Many major retailers, restaurants and service-oriented businesses are seeking bankruptcy protection as a result of the staggering economy. When they present their books to the court, unused gift cards are not seen by the judge as promises that need to be kept. Gift card holders are considered unsecured creditors, and if they want to cash in their present, they have to get in line behind secured creditors such as suppliers and banks with loans tied to land or buildings.
Anyone who has tried to collect on gift cards from cool-gadget retailer The Sharper Image knows that means consumers get the shaft. The company filed for bankruptcy protection and announced last month that it won't accept its own gift cards, for now at least.
Brian Riley, a senior analyst for financial services consultant The Tower Group, estimates that business closings and bankruptcies could cost shoppers more than $75 million worth of gift cards this year alone.
"You will see a lot of frustration among customers," said C. Britt Beemer, chairman of America's Research Group. "You basically stole out of the customers' pocket. They will never forgive you."
If someone has a gift card in hand, it means someone else has already paid the business for some product or service. It's preposterous that any business operating under bankruptcy protection would refuse to accept gift cards.
Imagine walking into a car dealership and handing over payment for a new vehicle, then not getting the keys. Or swiping your credit card to buy several hundred dollars worth of clothes at a department store, only to have the cashier return your purchases to the store racks.
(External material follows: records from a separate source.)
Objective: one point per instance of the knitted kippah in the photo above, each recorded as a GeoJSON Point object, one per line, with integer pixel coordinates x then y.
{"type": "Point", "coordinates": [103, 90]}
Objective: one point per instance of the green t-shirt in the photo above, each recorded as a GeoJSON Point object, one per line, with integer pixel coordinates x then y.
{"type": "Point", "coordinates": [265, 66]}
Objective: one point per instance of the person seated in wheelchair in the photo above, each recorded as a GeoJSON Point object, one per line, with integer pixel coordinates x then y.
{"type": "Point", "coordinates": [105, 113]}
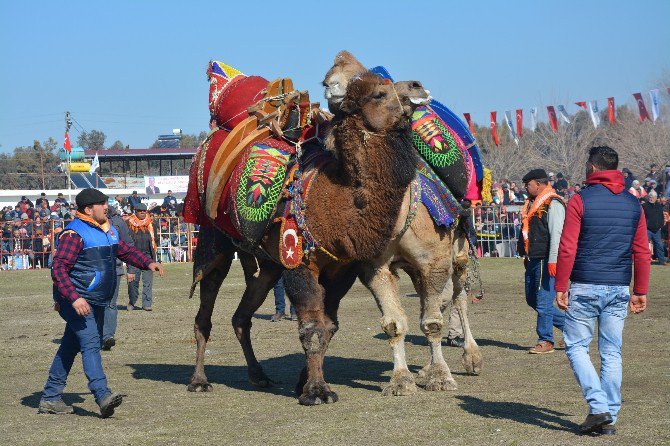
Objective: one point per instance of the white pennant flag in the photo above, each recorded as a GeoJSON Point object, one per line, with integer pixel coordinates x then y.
{"type": "Point", "coordinates": [533, 118]}
{"type": "Point", "coordinates": [95, 164]}
{"type": "Point", "coordinates": [563, 114]}
{"type": "Point", "coordinates": [593, 112]}
{"type": "Point", "coordinates": [510, 125]}
{"type": "Point", "coordinates": [655, 108]}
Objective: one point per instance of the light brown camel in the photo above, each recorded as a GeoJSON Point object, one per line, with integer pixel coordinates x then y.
{"type": "Point", "coordinates": [351, 212]}
{"type": "Point", "coordinates": [436, 260]}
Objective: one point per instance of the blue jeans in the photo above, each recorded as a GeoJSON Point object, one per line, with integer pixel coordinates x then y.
{"type": "Point", "coordinates": [82, 334]}
{"type": "Point", "coordinates": [111, 313]}
{"type": "Point", "coordinates": [280, 304]}
{"type": "Point", "coordinates": [609, 306]}
{"type": "Point", "coordinates": [540, 296]}
{"type": "Point", "coordinates": [659, 249]}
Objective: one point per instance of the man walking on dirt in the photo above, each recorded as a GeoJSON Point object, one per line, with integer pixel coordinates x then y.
{"type": "Point", "coordinates": [84, 275]}
{"type": "Point", "coordinates": [604, 228]}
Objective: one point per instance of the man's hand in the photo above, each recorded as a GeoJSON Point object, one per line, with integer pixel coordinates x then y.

To make the practice even more ridiculous, businesses in many states -- including Nevada -- aren't allowed to keep the proceeds of unused gift cards. The government considers them unclaimed property, which allows bureaucrats to either auction them or simply transfer the funds directly into the treasury. Nevada's law, sponsored by Assemblyman Ruben Kihuen, D-Las Vegas, and signed by Gov. Jim Gibbons last year, requires 60 percent of the value of unused gift cards to be applied to public school spending.
Consumers take an unnecessary chance in today's economic climate by holding onto gift cards for months or years. But they should have some protection from absurd precedents that permit outright thievery.